Detailed Description
The present invention will be described in further detail with reference to the following examples, which are not intended to limit the scope of the present invention.
Example 1:
a method for monitoring a driver state based on a convolutional neural network, as shown in fig. 1, includes the following steps:
(1) the method comprises the steps of collecting video frames of a driver picture in real time through a camera, adjusting the resolution of the collected video frame image to 672 multiplied by 384, inputting the adjusted image into a face detection network for face positioning, and obtaining a face area image.
The human face detection network is an SSD-MobileNet V2 neural network model, the input of the human face detection network is a driver picture video frame acquired in real time, and the output is a boundary frame coordinate (x, y, w, h) of a human face region image, wherein x represents the abscissa of the center point of the boundary frame of the human face region image, y represents the ordinate of the center point of the boundary frame of the human face region image, w represents the width of the boundary frame of the human face region image, and h represents the height of the boundary frame of the human face region image.
(2) And taking the face area image as a center, expanding the boundary frame of the face area image by 1.8 times to obtain a dangerous action detection area image, inputting the dangerous action detection area image into a dangerous action detection neural network model, detecting whether smoke and a mobile phone exist in the dangerous action detection area image, and judging whether a driver has smoking or calling behaviors according to a detection result.
The specific structure of the dangerous motion detection neural network model is a combined model of SSD-MobileNet V2 and a feature pyramid network (see FIG. 2); the input of the dangerous action detection neural network model is a human face area image, and the output is the bounding box coordinates of cigarettes and mobile phones in the human face area image.
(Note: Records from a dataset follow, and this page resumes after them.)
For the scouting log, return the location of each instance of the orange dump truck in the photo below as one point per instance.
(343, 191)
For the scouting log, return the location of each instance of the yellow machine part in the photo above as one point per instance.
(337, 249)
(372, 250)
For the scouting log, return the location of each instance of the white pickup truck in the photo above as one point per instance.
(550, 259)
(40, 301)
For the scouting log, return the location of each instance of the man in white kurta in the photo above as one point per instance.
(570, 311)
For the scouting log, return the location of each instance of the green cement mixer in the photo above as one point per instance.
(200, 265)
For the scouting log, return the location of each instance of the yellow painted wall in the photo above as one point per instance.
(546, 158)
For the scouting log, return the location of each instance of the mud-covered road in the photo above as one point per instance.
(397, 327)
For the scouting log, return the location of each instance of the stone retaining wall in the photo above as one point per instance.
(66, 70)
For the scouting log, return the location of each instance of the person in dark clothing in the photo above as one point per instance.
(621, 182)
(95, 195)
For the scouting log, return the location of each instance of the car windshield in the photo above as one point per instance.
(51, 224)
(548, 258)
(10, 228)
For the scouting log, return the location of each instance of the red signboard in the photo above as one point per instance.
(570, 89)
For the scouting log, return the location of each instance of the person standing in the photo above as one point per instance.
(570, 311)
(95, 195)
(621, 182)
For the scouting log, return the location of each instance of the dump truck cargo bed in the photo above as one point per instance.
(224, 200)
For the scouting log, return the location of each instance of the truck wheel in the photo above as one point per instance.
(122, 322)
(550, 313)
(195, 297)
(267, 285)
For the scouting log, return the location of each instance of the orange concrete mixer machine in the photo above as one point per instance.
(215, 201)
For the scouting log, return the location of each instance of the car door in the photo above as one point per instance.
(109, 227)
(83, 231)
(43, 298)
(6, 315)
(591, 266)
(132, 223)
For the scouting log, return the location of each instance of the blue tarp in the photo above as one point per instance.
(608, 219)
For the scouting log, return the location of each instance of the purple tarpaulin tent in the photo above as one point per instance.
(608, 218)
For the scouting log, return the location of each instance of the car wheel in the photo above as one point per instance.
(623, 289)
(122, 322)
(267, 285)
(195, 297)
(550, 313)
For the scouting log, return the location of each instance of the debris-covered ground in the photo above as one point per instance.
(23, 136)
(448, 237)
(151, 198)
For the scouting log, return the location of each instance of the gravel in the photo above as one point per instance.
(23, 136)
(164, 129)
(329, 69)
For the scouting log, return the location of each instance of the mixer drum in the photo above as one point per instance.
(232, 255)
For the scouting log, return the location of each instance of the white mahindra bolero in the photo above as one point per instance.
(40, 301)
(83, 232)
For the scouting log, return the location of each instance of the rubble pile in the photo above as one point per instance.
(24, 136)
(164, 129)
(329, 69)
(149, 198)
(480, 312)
If the dangerous action detection neural network model outputs the coordinates of the boundary box with smoke, the situation that the driver has smoking behavior is shown; if the dangerous action detection neural network model outputs the boundary box coordinates of the mobile phone, the driver is indicated to have a calling behavior.
The specific training process of the dangerous motion detection neural network model comprises the following steps: the training data set of the dangerous motion detection neural network model is a custom data set and comprises 1451 images of a driver, 775 images of making a call and 676 images of smoking; adjusting all images in a training data set to be 300 multiplied by 300 resolution as input of dangerous motion detection neural network model training, using COCO pre-training weight as network initialization parameter, selecting RMSPROP optimizer, inputting 24 images for each training, and completing training by the network through 15 ten thousand iterations.
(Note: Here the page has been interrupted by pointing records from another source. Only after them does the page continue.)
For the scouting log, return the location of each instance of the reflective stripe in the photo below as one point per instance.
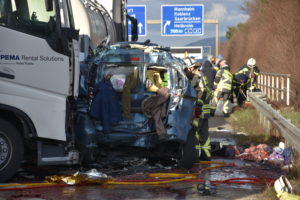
(195, 122)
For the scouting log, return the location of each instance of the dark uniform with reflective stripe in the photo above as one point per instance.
(249, 82)
(202, 113)
(223, 88)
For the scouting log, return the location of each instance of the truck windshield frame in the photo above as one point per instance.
(28, 16)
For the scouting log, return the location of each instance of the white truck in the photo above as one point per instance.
(39, 74)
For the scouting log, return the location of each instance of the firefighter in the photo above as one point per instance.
(246, 77)
(223, 88)
(202, 113)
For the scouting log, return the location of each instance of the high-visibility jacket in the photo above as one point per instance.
(251, 74)
(223, 80)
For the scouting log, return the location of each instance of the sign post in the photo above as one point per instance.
(182, 20)
(138, 12)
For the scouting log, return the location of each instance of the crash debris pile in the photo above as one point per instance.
(262, 152)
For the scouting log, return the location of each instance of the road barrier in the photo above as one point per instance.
(289, 131)
(276, 86)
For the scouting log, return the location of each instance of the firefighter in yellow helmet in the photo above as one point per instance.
(223, 88)
(246, 80)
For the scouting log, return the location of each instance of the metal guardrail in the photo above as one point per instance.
(276, 86)
(289, 131)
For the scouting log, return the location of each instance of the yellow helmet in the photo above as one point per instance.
(251, 62)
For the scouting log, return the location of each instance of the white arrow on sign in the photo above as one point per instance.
(168, 23)
(140, 25)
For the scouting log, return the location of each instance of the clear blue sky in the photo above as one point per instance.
(228, 12)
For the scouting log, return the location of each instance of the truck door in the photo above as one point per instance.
(37, 62)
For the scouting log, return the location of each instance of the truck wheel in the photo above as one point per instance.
(11, 150)
(188, 152)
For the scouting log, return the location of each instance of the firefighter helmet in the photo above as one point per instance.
(251, 62)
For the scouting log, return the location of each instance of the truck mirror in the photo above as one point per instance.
(49, 5)
(134, 28)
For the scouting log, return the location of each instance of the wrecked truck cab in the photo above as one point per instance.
(136, 97)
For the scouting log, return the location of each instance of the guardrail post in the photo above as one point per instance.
(272, 88)
(277, 88)
(288, 91)
(282, 88)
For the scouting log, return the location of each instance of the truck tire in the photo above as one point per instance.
(11, 150)
(188, 152)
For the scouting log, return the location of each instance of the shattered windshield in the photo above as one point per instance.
(116, 54)
(122, 55)
(159, 58)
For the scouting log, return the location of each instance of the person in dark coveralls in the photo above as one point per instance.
(106, 104)
(202, 112)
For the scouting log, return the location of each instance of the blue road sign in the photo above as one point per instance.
(138, 12)
(185, 20)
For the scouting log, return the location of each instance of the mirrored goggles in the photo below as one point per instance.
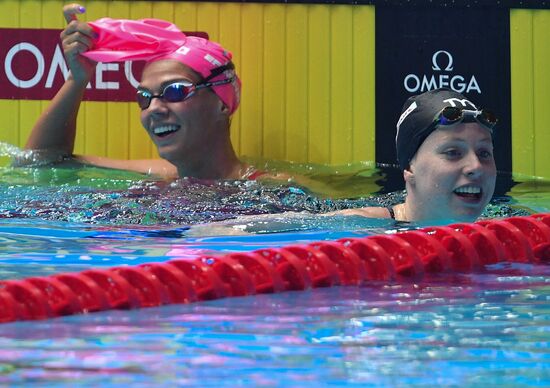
(176, 92)
(451, 115)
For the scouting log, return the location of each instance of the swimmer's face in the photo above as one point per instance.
(182, 131)
(453, 174)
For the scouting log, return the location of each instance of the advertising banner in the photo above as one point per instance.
(420, 49)
(34, 69)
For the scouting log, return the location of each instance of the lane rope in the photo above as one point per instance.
(409, 254)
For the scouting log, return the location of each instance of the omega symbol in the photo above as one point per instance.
(435, 63)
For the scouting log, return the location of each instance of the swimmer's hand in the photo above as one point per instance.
(77, 38)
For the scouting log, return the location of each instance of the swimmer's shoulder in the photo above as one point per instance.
(369, 212)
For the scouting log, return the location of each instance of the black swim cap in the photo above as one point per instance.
(417, 117)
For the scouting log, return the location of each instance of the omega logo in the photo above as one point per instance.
(442, 64)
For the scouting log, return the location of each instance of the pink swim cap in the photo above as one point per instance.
(154, 39)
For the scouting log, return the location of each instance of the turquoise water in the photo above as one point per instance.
(488, 328)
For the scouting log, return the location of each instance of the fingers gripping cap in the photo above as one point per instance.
(154, 39)
(417, 116)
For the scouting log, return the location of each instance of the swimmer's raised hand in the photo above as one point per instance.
(77, 38)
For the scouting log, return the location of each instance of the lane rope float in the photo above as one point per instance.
(409, 254)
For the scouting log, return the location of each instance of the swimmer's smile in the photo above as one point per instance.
(165, 130)
(469, 193)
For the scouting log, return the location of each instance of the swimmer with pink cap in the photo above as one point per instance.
(188, 91)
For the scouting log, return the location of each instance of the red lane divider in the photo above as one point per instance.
(349, 261)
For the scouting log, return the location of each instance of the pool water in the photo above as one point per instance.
(486, 328)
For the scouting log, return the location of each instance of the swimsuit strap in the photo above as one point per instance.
(391, 211)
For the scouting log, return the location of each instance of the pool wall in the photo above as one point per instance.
(309, 79)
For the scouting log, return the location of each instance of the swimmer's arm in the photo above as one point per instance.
(55, 129)
(157, 167)
(369, 212)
(3) Inputting a face region image into a face key point detection neural network model, acquiring the coordinates of face key points of a driver, wherein the face key points comprise eye key points and mouth key points, calculating the eye aspect ratio according to the coordinate information of the eye key points, calculating the mouth aspect ratio according to the information of the mouth key points, judging whether the driver has doze behavior according to the eye aspect ratio, and judging whether the driver has yawning behavior according to the mouth aspect ratio.
The face key point detection neural network model comprises a 1 × 1 convolutional layer, a 3 × 3 deep convolutional layer, 13 reverse residual modules and a full connection layer (see fig. 3); the input of the face key point detection neural network model is a face region image, and the output is coordinates of face key points in the face region image; the input face region image is sequentially subjected to feature coding through a 1 × 1 convolutional layer and a 3 × 3 depth convolutional layer, and then sequentially subjected to feature coding through 13 reverse residual modules to obtain a coded feature map, and the coded feature map is input into a full-link layer to obtain face key point coordinates. The reverse residual module comprises a 1 × 1 convolution layer, a batch normalization layer, an activation layer, a 3 × 3 depth convolution layer, a batch normalization layer, an activation layer, a 1 × 1 convolution layer and a batch normalization layer which are sequentially arranged.
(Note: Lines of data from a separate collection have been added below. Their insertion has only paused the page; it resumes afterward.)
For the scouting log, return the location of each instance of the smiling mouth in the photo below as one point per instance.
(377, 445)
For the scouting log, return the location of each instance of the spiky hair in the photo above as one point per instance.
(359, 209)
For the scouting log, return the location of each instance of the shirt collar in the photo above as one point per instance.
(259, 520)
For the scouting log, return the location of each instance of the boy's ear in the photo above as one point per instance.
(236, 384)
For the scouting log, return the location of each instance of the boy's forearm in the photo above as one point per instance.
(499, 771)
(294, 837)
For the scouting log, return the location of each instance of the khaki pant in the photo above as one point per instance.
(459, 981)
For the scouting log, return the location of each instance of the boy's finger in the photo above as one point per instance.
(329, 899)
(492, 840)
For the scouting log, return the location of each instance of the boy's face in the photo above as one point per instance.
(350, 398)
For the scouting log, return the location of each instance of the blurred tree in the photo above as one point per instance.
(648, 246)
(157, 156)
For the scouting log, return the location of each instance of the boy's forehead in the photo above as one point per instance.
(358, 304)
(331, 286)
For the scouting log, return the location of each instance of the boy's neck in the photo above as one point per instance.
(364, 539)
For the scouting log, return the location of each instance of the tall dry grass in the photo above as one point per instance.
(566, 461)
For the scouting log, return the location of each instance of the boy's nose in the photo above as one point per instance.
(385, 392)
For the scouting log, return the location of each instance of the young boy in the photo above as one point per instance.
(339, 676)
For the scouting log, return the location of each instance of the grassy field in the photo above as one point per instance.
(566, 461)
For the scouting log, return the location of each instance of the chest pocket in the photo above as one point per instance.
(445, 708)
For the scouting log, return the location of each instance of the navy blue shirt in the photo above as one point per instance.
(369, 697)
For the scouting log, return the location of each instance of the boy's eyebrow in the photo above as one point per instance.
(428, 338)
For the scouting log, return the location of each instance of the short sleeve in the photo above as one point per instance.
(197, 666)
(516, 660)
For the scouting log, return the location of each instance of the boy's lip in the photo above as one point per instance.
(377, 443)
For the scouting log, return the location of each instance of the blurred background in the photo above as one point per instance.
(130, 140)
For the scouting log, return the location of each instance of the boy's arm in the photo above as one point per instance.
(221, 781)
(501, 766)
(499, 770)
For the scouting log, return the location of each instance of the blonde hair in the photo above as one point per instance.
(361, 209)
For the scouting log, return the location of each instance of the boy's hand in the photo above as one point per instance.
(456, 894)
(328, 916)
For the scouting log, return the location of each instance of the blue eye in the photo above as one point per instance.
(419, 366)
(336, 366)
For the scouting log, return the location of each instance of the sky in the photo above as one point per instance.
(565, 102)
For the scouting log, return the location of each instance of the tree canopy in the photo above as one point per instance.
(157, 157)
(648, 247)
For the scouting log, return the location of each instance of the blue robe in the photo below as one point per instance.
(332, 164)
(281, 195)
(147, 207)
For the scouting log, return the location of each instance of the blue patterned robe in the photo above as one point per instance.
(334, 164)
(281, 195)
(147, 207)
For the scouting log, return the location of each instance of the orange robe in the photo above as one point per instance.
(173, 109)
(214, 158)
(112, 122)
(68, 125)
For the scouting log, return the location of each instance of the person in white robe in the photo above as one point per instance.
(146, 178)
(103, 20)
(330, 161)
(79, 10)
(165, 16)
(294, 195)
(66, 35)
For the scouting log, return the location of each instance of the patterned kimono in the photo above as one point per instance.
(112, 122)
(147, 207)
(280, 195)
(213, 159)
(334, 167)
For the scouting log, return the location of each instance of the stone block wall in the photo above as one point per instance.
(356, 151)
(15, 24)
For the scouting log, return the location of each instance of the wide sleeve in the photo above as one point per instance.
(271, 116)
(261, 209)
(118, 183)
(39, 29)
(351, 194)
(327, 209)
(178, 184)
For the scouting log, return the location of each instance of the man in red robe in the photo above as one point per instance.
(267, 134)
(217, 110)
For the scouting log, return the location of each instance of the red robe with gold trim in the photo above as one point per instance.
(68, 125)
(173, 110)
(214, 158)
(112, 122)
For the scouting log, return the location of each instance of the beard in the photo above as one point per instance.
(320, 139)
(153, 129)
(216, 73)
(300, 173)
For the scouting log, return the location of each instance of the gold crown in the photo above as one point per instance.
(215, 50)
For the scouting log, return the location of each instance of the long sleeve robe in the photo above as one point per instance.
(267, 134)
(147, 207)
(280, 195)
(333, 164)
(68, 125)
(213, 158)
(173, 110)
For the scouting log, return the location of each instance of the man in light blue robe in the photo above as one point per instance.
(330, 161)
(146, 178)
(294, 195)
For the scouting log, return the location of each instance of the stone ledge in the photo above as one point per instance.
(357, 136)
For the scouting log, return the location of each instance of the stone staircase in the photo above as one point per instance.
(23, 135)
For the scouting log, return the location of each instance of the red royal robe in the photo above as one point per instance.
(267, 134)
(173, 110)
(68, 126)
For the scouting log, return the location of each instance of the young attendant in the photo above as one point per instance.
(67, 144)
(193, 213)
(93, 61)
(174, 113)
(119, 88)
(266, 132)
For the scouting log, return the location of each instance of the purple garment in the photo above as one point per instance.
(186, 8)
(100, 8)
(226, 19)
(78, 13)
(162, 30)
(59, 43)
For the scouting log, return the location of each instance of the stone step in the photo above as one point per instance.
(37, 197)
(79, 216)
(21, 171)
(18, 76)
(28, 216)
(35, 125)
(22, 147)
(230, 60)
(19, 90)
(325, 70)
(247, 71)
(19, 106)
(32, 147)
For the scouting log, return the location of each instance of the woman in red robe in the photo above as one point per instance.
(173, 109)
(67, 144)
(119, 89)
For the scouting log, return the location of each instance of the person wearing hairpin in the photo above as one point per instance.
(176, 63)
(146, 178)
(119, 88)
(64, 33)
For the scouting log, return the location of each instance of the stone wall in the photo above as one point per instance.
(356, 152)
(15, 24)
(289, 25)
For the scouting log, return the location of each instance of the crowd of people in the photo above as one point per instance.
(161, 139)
The specific training process of the face key point detection neural network model comprises the following steps: the training data set is 300W, 16 face key points in each picture in the training data set are used as real labels as required, all face images are adjusted to be 112 x 112 in resolution and used as input of network training, the learning rate is 0.0001, the training optimizer is Adam, 256 pictures are input in each training, and the training is completed through 64000 network iterations.
The eye aspect ratio is calculated specifically as follows: there were 12 eye keypoints and 6 keypoints per eye (as shown in fig. 4). Wherein, the 6 key points of the right eye are respectively the right angle P of the right eye1Right eye left angle P4Upper eyelid P2Upper eyelid P3And P2Lower eyelid P6, and P on the same vertical line3Lower eyelid P on the same vertical line5(ii) a The 6 key points of the left eye are the right angle P of the left eye7Left angle of left eye P10Upper eyelid P8Upper eyelid P9And P8Lower eyelid P on the same vertical line12And P9Lower eyelid P on the same vertical line11. Calculating right Eye Aspect Ratio (EAR) from right eye keypointsRight side) Calculating left Eye Aspect Ratio (EAR) from left eye keypointsLeft side of) When EAR is usedLeft side of、EARRight sideWhen the time is continuously less than a certain threshold value, the driver is judged to have drowsy behavior. EARLeft side ofAnd EARRight sideThe calculation formula of (a) is as follows:
wherein | × | non-conducting phosphor2Representing the euclidean norm.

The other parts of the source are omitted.